Open zouharvi opened 4 months ago

zouharvi commented 4 months ago

Thanks for the nice repo! 🙂

Not sure if it's welcome here given that the goal of this repo is to be for educational purposes but you call the get_stats function, which is computationally heavy, V times, yielding O(|S| V) where V is the vocab size and |S| is the text size.

Huggingface tokenizers (tokenizers-rs) and other libraries use a live data structure (max heap with pointers) that makes it possible to not recompute the stats after each merge.
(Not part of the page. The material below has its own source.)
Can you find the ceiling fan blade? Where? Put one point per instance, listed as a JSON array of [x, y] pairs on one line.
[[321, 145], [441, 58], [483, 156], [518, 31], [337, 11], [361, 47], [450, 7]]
The improved runtime is O(|S| log V).

It is described in Algorithm 2 here: https://aclanthology.org/2023.findings-acl.38.pdf

Here are the two algorithms: Screenshot_20240217-105550~2 Screenshot_20240217-105614~2

Btw it also has a mini version of BPE if anyone is interested in code-golfing BPE (would be cool to see the limits and hacks, I'm quite bad at it): Screenshot_20240217-105759~2

karpathy commented 4 months ago

Thank you for the pointers!

So I think we should retain the nice and clean and minimal and inefficient version as an algorithmic (and unit test) reference, but in addition to that we could have a version that is optimized for speed (e.g. bpe_regex_fast.py), and then probably even further lower that, e.g. to C/Rust/other.

So I'm not opposed to optimizations, we'd just keep that functionality separate. I'll either get around to this at some point, or I'd welcome PRs.

karpathy commented 4 months ago

One additional model I'm thinking about is what I did with llama2.c, where instead of reviewing tons of PRs for the root repo, it is treated more as a reference and people fork it to their own languages/repos optimized for different purposes, and then I'm happy to link to it from the Readme here. This path is advisable for 1) larger re-writes, 2) where people want to iterate fast themselves and 3) don't want me personally to become a PR bottleneck.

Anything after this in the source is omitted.